Common Misapplications of Geospatial Analysis
Misuses of geospatial methods frequently appear in professional practice. Listed below are common misapplications of these methods and appropriate alternatives to the erroneous practices. The problems and errors below can occur during all life cycle phases and are grouped by four general topic areas: CSM, EDA, model use, and model assumptions.
CSM ▼Read more
- Problem/Error (CSM): Geospatial methods performed based on insufficient site characterization or an insufficient number of data points. The spatial distribution and density of sample locations affect the results of kriging. Spatial data gaps can be amplified with kriging, in ways that do not fit with the CSM of a site. For example, water level or contaminant concentration data from distinct aquifers separated by a confining unit may be lumped together for interpolation due to insufficient data, a poor understanding of the CSM, or both.
Recommendation: Use a geospatial analysis approach that is consistent with the CSM (for example, separate data into discrete vertical geologic units before performing geospatial methods). Evaluate number of available data points relative to guidance on minimum requirements for data sets. Exercise professional judgment before using the raw results of geospatial interpolation to determine whether the results represent the hydrogeologic system well. You should have a good understanding of the physical parameters of the system and contaminant distribution before applying geospatial methods. Perform cross-validation and uncertainty analysis on geospatial interpolations to evaluate whether error is acceptable, as the number and orientation of sampling locations influence this error.
- Problem/Error (CSM): Geospatial predictions are extrapolated beyond the spatial extent of data measurements without a rational or defensible basis. Plumes for which data have not been collected to bound the outer edges can be extended by the kriging algorithm well beyond where they are believed to end. When defining the grid within which kriging is performed, it is generally best to interpolate between points, not extrapolate beyond them. As such, a convex hull around existing data points is usually used rather than a rectangular grid fit to the outermost XY extents of the data set.
Recommendation: Define the boundary of a plume before fitting a geospatial model to the site data. Clip the interpolated surface or contour lines to this inferred plume boundary or the convex hull of the data used in the interpolation. Use a more complex geospatial model when extrapolating predictions beyond the convex hull of the data, such as appropriately applied kriging, instead of a simple method.
- Problem/Error (CSM): Not adequately considering temporal variability, not only seasonal, but also diurnal for tidally influenced groundwater. Temporal variability may not be adequately understood with only quarterly sampling over a year.
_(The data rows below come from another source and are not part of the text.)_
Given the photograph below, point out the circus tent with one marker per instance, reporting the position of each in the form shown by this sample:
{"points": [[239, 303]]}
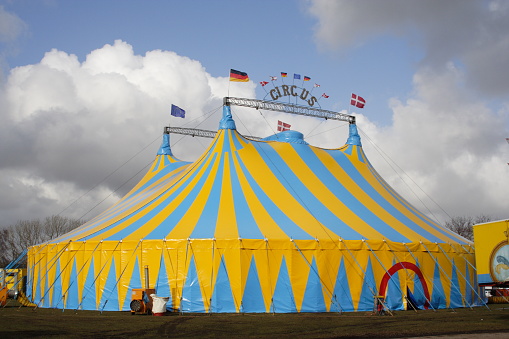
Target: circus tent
{"points": [[271, 225]]}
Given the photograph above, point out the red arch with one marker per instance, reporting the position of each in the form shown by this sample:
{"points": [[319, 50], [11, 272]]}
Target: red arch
{"points": [[399, 266]]}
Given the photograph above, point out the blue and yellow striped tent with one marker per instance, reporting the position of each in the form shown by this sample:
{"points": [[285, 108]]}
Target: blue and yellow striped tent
{"points": [[271, 225]]}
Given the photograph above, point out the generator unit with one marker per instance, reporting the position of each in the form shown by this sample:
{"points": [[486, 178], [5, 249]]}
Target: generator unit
{"points": [[141, 301]]}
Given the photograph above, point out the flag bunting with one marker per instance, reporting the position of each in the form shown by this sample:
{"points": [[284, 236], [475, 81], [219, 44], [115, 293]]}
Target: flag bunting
{"points": [[177, 112], [282, 126], [238, 76], [357, 101]]}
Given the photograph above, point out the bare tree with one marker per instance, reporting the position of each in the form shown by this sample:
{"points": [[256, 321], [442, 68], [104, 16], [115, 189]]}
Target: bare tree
{"points": [[463, 224], [25, 233]]}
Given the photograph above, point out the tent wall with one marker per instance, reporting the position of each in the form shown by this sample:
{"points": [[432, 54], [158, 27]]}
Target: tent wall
{"points": [[243, 275]]}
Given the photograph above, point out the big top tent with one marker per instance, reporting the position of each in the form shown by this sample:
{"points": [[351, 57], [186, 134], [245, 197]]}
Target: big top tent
{"points": [[271, 225]]}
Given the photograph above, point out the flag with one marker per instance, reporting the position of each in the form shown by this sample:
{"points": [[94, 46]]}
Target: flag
{"points": [[238, 76], [177, 112], [357, 101], [283, 126]]}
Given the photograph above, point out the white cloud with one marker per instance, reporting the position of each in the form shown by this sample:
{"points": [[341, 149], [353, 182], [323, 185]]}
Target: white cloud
{"points": [[471, 33], [67, 125], [448, 144], [449, 136], [11, 26]]}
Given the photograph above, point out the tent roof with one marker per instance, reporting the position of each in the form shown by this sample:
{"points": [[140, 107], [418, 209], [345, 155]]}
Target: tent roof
{"points": [[277, 188]]}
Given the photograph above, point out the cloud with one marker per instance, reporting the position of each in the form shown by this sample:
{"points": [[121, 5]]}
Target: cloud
{"points": [[68, 125], [469, 32], [447, 151], [11, 26], [449, 135]]}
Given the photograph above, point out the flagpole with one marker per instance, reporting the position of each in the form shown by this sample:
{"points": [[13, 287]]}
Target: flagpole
{"points": [[228, 95]]}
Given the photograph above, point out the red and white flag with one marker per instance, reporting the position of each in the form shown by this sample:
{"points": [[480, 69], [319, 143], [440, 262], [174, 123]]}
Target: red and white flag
{"points": [[283, 126], [357, 101]]}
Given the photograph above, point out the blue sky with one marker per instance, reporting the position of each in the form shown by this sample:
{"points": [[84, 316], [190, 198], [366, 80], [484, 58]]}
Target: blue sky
{"points": [[91, 82], [261, 38]]}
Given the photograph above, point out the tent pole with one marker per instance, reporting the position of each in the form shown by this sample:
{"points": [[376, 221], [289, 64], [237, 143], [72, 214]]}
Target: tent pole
{"points": [[98, 274], [406, 271], [452, 263], [83, 266], [59, 253], [322, 284], [475, 273], [416, 262], [441, 270], [62, 270], [361, 269], [123, 271]]}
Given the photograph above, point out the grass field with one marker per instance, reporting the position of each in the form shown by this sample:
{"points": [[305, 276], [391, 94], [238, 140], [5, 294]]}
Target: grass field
{"points": [[23, 322]]}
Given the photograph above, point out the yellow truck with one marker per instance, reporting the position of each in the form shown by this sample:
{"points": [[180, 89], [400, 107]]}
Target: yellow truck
{"points": [[491, 240], [13, 286]]}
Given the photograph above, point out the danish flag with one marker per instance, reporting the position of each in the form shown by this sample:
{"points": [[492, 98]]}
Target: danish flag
{"points": [[357, 101], [283, 126]]}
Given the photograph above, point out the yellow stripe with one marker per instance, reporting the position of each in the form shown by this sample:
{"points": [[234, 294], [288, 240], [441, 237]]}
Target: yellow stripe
{"points": [[226, 221], [275, 191], [262, 218], [322, 193], [364, 170]]}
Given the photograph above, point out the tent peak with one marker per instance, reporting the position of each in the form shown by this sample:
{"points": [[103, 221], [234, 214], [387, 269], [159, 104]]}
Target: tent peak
{"points": [[292, 137], [165, 145], [227, 121], [353, 136]]}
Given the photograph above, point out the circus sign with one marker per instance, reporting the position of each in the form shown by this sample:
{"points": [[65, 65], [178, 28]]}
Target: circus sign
{"points": [[292, 92]]}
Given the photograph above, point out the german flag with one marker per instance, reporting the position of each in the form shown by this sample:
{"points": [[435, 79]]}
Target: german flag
{"points": [[238, 76]]}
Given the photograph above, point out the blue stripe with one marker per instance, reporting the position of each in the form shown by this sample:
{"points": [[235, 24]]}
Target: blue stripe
{"points": [[347, 198], [302, 194], [167, 225], [206, 225], [121, 207], [352, 172], [236, 142], [246, 225], [279, 217], [139, 223]]}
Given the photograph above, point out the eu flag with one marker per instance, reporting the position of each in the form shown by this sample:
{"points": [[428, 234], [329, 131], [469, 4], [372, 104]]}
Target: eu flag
{"points": [[177, 112]]}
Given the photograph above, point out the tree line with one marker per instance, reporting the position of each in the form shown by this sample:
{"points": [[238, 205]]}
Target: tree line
{"points": [[15, 238]]}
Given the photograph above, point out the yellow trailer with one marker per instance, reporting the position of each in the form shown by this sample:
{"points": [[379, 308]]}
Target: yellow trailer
{"points": [[13, 286], [491, 241]]}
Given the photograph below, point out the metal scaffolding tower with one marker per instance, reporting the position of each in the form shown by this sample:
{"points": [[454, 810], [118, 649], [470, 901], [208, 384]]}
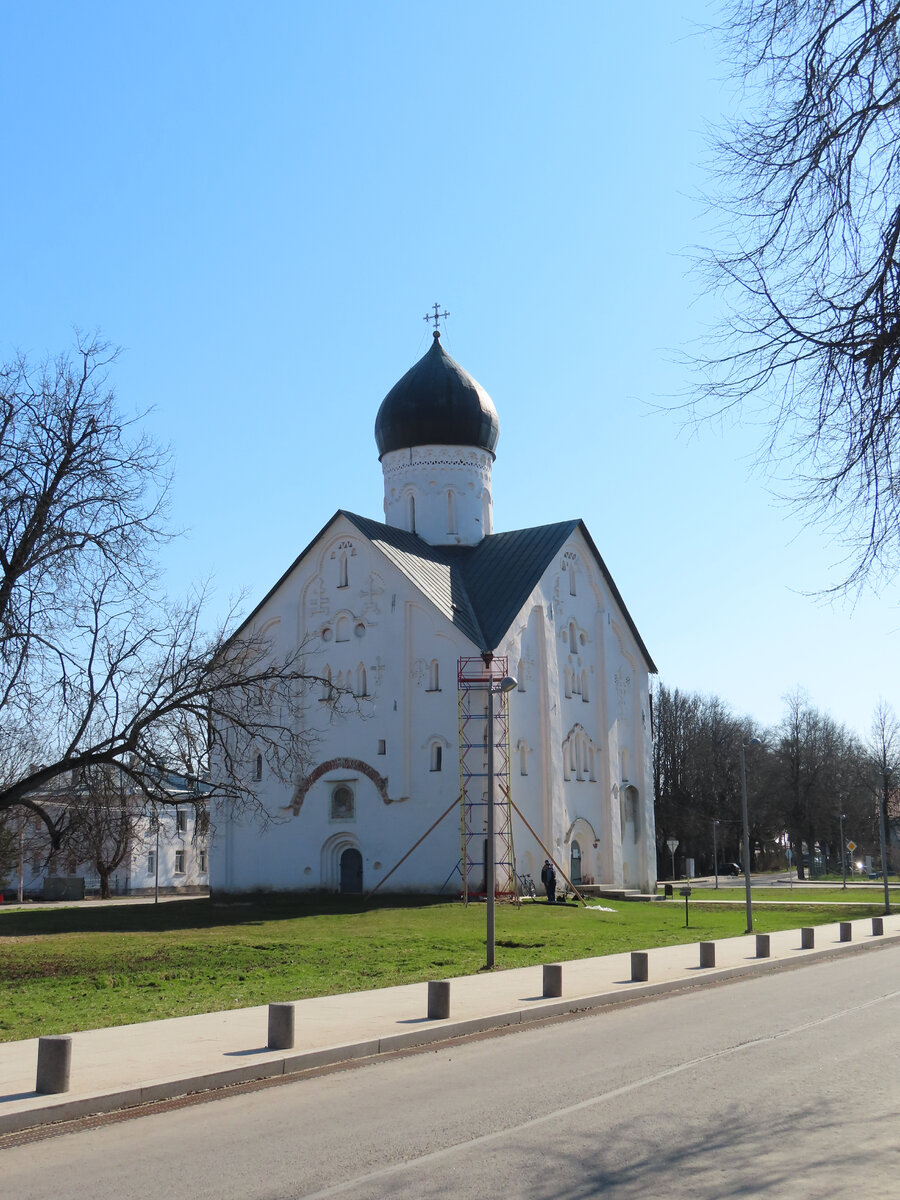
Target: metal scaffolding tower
{"points": [[475, 679]]}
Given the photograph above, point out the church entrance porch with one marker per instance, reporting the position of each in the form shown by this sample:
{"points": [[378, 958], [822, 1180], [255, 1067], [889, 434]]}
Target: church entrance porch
{"points": [[352, 873]]}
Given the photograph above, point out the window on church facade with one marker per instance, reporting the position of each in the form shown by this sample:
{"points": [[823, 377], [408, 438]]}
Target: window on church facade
{"points": [[342, 803]]}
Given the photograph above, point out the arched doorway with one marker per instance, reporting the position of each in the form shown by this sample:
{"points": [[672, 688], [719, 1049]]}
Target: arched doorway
{"points": [[352, 871], [575, 863]]}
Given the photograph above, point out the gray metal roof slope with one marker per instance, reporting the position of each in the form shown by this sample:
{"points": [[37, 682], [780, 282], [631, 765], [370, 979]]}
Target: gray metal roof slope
{"points": [[435, 571], [483, 588], [480, 589]]}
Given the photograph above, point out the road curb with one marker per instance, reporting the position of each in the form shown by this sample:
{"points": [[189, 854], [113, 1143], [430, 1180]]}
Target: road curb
{"points": [[291, 1063]]}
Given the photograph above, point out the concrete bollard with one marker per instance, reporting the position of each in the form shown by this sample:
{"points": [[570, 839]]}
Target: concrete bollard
{"points": [[552, 979], [54, 1062], [438, 1000], [707, 954], [281, 1027]]}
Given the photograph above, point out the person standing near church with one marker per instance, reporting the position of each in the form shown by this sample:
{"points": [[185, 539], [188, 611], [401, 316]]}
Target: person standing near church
{"points": [[549, 879]]}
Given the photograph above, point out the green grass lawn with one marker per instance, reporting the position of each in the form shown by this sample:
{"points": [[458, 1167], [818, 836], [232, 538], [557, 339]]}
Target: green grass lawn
{"points": [[88, 967]]}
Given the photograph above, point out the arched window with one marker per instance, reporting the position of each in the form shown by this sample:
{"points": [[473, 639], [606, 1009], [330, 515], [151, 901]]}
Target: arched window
{"points": [[342, 803], [523, 748]]}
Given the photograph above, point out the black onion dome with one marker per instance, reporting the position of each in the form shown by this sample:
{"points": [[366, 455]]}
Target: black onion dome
{"points": [[437, 403]]}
Recommendation: The CSM must adequately characterize the site prior to using geospatial methods for optimization, including temporal variability. Geospatial analysis of spatial data should be performed for different time periods to evaluate this variability. For example, separate spatial data interpolations may be performed on a diurnal, monthly, or seasonal basis. Geospatial analysis of time series data at individual monitoring locations may also help to explain these fluctuations.
- Problem/Error (CSM): Adding artificial data points to a kriged data set to constrain a plume or make the results conform better to a specific interpretation of data without a defensible basis. Where appropriately justified and explained, this approach may be defensible for situations such as constraining a soil vapor plume by adding artificial nondetect points along a bedrock outcrop or other feature that is definitively bounding migration of contaminants (without needing to demonstrate the case with actual sample data).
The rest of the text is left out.